6) Living with your wife is hard work, but worth it in the end.
7) Living with your wife and a loud bitch of a roomate is even harder, but not rewarding at all, in fact it tends to cost you more money somehow.
8) The biggest fights come from the smallest of mis-understandings.
9) I love kissing my wife's neck.
10) Embarassing your wife in public is fun at the time, but sometimes leads to #8 and then # 5.
11) Laughter is the best medicine, unless you've just had surgery.
12) Be careful what you ask for when your wife wants to "fix" a bodily "injury".
13) I never want to be the car steering wheel of a car my wife drives.
14) Kilts are surprisingly comfortable.
15) Talking and listening are two totally different things and should never be done at the same time.
16) I never knew the word "bird" could be so funny till you hear people on the radio talk about what they stuff in them for Thanksgiving.
17) Did you know there was only one way to fold underwear?
18) Everything we have is hers and there are somethings that are only hers.
19) Sometimes, even going to Wal-Mart can be an adventure.
20) You can be blamed for something even though you had nothing to do with it. You also pay for it too. Eventually it turns out to be #8 and hopefully then #5 again.
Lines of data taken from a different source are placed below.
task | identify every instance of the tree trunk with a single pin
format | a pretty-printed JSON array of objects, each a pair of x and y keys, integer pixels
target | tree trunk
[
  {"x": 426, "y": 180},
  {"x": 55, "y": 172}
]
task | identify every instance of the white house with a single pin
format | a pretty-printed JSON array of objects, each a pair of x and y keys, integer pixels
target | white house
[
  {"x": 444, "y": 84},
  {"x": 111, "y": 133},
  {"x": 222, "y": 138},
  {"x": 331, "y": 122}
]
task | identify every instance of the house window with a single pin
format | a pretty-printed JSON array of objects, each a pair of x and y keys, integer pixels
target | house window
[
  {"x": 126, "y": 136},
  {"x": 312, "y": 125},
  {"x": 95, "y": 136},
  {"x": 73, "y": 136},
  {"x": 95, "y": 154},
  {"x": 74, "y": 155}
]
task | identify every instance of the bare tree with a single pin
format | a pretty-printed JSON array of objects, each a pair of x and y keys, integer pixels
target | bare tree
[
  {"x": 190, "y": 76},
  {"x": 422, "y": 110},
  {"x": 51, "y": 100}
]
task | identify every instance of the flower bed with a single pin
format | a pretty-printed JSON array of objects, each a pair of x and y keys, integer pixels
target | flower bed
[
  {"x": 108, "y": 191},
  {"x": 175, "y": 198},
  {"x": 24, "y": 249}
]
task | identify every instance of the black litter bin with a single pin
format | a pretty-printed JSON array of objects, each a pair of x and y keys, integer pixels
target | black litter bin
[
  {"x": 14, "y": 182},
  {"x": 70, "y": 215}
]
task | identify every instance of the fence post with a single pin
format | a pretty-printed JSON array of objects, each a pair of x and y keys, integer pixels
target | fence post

21) If she's not happy, then I'm not happy.
22) There are a ton of Brownie points in Flowers
23) Remebering how she likes her burger prepaired goes a looong way.
24) When she says that she wants something in particular to eat, it would be best if you went and got it, despite what you think...
25) There are things that you do that she thinks is cute... then later it annoys the shit out of her.
26) The word "cute" can be a code word and it could also mean "cute". You have to infer when she's saying it as a code word. For example: "This apartment is cute". Means that's it's really nice, it could also mean "small" depending on what's she thinking and you just have to know what she's thinking.
27) She's a strong woman till she gets sick...
28) Every day is different with my wife, some good, some bad, but in the end is worth every pain and joy that it brings.